The second option applies only if you drive more employment kilometers in the year than personal kilometers. In this case, you can choose to have ½ of your standby charge included as your operating cost benefit (of course, you must still include the standby charge in income as well). To use this option, you must notify your employer before the end of the year.
Since it is an arbitrary formula, the operating cost benefit will typically differ from the actual personal car expenses that your employer paid.
If you repay your employer all the personal car expenses they paid, either in the year or within 45 days after the year (i.e., by February 14), there will be no operating cost benefit. This will be the case even if the benefit under the arbitrary formula was more than the personal car expenses they paid.
Example
Your employer provided you with a car throughout the year and you were subject to the standby charge. They also paid $3,000 of your personal‑use car expenses. The initial amount of your operating cost benefit was $4,000.
You repay them $3,000 in the year or within 45 days after the year. There is no operating cost benefit.
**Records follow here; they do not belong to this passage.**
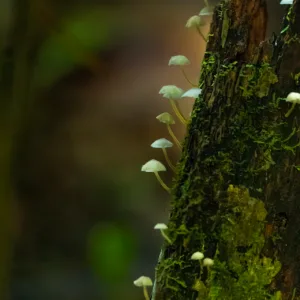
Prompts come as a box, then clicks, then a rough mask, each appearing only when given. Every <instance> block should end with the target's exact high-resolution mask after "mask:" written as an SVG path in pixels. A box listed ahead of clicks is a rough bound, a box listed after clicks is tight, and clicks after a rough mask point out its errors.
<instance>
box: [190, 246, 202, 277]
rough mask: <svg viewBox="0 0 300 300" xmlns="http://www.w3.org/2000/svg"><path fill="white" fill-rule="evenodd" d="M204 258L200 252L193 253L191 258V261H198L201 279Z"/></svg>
mask: <svg viewBox="0 0 300 300" xmlns="http://www.w3.org/2000/svg"><path fill="white" fill-rule="evenodd" d="M203 258H204V254H203V253H202V252H199V251H197V252H195V253H193V254H192V256H191V260H198V261H199V264H200V277H201V272H202V262H201V261H202V259H203Z"/></svg>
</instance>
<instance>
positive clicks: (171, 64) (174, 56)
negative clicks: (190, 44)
mask: <svg viewBox="0 0 300 300" xmlns="http://www.w3.org/2000/svg"><path fill="white" fill-rule="evenodd" d="M190 63H191V62H190V61H189V59H188V58H187V57H186V56H184V55H175V56H172V57H171V58H170V60H169V66H172V65H173V66H186V65H189V64H190Z"/></svg>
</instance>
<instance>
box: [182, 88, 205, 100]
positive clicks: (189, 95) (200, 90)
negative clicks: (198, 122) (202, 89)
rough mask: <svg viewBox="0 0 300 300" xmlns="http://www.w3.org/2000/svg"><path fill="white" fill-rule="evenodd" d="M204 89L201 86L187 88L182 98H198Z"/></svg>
mask: <svg viewBox="0 0 300 300" xmlns="http://www.w3.org/2000/svg"><path fill="white" fill-rule="evenodd" d="M201 92H202V90H201V89H199V88H192V89H189V90H187V91H186V92H185V93H184V94H183V95H182V96H181V98H185V97H188V98H198V97H199V95H200V94H201Z"/></svg>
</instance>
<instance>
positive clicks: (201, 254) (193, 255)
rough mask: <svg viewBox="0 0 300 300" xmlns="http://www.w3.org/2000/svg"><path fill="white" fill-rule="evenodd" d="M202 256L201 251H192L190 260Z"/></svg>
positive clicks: (195, 258) (203, 256) (197, 258)
mask: <svg viewBox="0 0 300 300" xmlns="http://www.w3.org/2000/svg"><path fill="white" fill-rule="evenodd" d="M203 258H204V254H203V253H202V252H199V251H197V252H195V253H193V255H192V256H191V259H192V260H201V259H203Z"/></svg>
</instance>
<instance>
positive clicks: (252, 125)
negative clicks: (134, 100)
mask: <svg viewBox="0 0 300 300" xmlns="http://www.w3.org/2000/svg"><path fill="white" fill-rule="evenodd" d="M267 21H268V16H267V10H266V3H265V1H264V0H231V1H230V0H223V1H221V3H220V4H219V5H218V6H217V7H216V9H215V12H214V16H213V23H212V26H211V35H210V38H209V42H208V46H207V52H206V54H205V59H204V62H203V65H202V71H201V78H200V87H201V88H202V95H201V96H200V97H199V98H198V99H197V100H196V103H195V105H194V109H193V113H192V118H191V121H190V124H189V126H188V134H187V136H186V139H185V142H184V147H183V153H182V157H181V160H180V164H179V167H178V175H177V179H176V183H175V186H174V189H173V199H172V203H171V214H170V221H169V232H168V234H169V237H170V238H171V239H172V244H171V245H167V244H166V245H164V247H163V249H162V253H161V259H160V261H159V263H158V265H157V270H156V285H155V288H154V290H153V296H152V299H155V300H167V299H178V300H181V299H182V300H186V299H191V300H192V299H197V298H198V299H199V300H200V299H201V300H202V299H209V300H212V299H216V300H217V299H218V300H220V299H222V300H241V299H251V300H264V299H274V300H275V299H277V300H279V299H283V300H285V299H293V300H295V299H300V255H299V254H300V218H299V215H300V149H299V146H300V128H299V121H300V118H299V115H300V112H299V107H298V106H296V107H295V108H294V110H293V111H292V112H291V113H290V114H289V116H286V113H287V112H288V111H289V109H290V108H291V104H289V103H287V102H285V101H283V100H282V98H285V97H286V96H287V94H288V93H289V92H292V91H294V92H300V59H299V56H300V1H299V0H295V1H294V5H293V6H291V9H290V10H289V12H288V14H287V17H286V19H285V21H284V22H283V23H284V24H283V30H282V32H281V34H280V35H279V36H278V37H277V38H273V39H272V40H270V41H265V32H266V26H267ZM196 251H201V252H203V253H204V254H205V257H209V258H212V259H214V265H213V266H212V267H210V268H207V267H204V266H203V265H200V266H199V263H198V262H197V261H193V260H191V259H190V258H191V255H192V254H193V253H194V252H196Z"/></svg>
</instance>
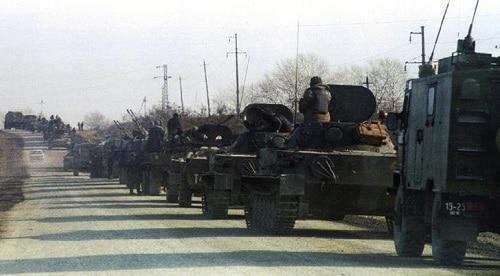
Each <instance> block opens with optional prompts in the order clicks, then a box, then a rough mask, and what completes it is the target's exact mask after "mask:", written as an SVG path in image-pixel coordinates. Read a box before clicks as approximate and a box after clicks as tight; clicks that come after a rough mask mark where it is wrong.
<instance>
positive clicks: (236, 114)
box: [226, 33, 246, 116]
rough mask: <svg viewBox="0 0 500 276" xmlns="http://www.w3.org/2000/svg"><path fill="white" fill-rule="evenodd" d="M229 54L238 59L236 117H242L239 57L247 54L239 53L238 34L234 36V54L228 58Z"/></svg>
mask: <svg viewBox="0 0 500 276" xmlns="http://www.w3.org/2000/svg"><path fill="white" fill-rule="evenodd" d="M229 54H234V56H235V59H236V115H238V116H239V115H240V78H239V72H238V71H239V67H238V55H239V54H246V52H238V34H237V33H236V34H234V52H228V53H226V56H227V55H229Z"/></svg>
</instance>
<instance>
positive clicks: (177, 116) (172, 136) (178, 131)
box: [167, 113, 182, 140]
mask: <svg viewBox="0 0 500 276" xmlns="http://www.w3.org/2000/svg"><path fill="white" fill-rule="evenodd" d="M167 131H168V138H169V140H172V139H173V138H174V137H175V136H176V135H181V134H182V125H181V121H180V118H179V114H177V113H174V115H173V116H172V118H170V120H168V122H167Z"/></svg>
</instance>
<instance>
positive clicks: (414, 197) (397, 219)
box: [393, 185, 426, 257]
mask: <svg viewBox="0 0 500 276" xmlns="http://www.w3.org/2000/svg"><path fill="white" fill-rule="evenodd" d="M394 205H395V206H394V224H393V229H394V232H393V233H394V234H393V235H394V245H395V247H396V253H397V254H398V256H401V257H420V256H422V253H423V251H424V246H425V230H426V226H425V216H424V215H423V214H422V215H419V214H415V212H412V210H423V209H424V206H423V196H421V195H420V194H419V193H418V192H413V191H406V190H405V189H404V188H403V185H400V186H399V188H398V192H397V195H396V202H395V204H394Z"/></svg>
If you do not fully repay the expenses, your repayment will reduce the benefit but not necessarily eliminate it. In the above example, if you repaid only $2,900 of the $3,000, your taxable benefit would be $1,100 ($4,000 minus your $2,900 repayment). Therefore, not repaying $100 would create an $1,100 taxable benefit.
COVID‑19 measures
As noted above, your standby charge for a year can be reduced if your employment kilometers exceeded your personal kilometers for the year. Also, for the operating cost benefit, you have the option of using ½ of your standby charge if your employment kilometers exceeded your personal kilometers.
As a result of the COVID‑19 pandemic, the government allows you to use your 2019 employment and personal use figures for 2020 and 2021. For example, if your employment kilometers were greater than personal kilometers in 2019 but not in 2021, you can use the 2019 amounts and qualify for the above reduction in your standby charge in 2021 or the ½ option for your operating cost benefit.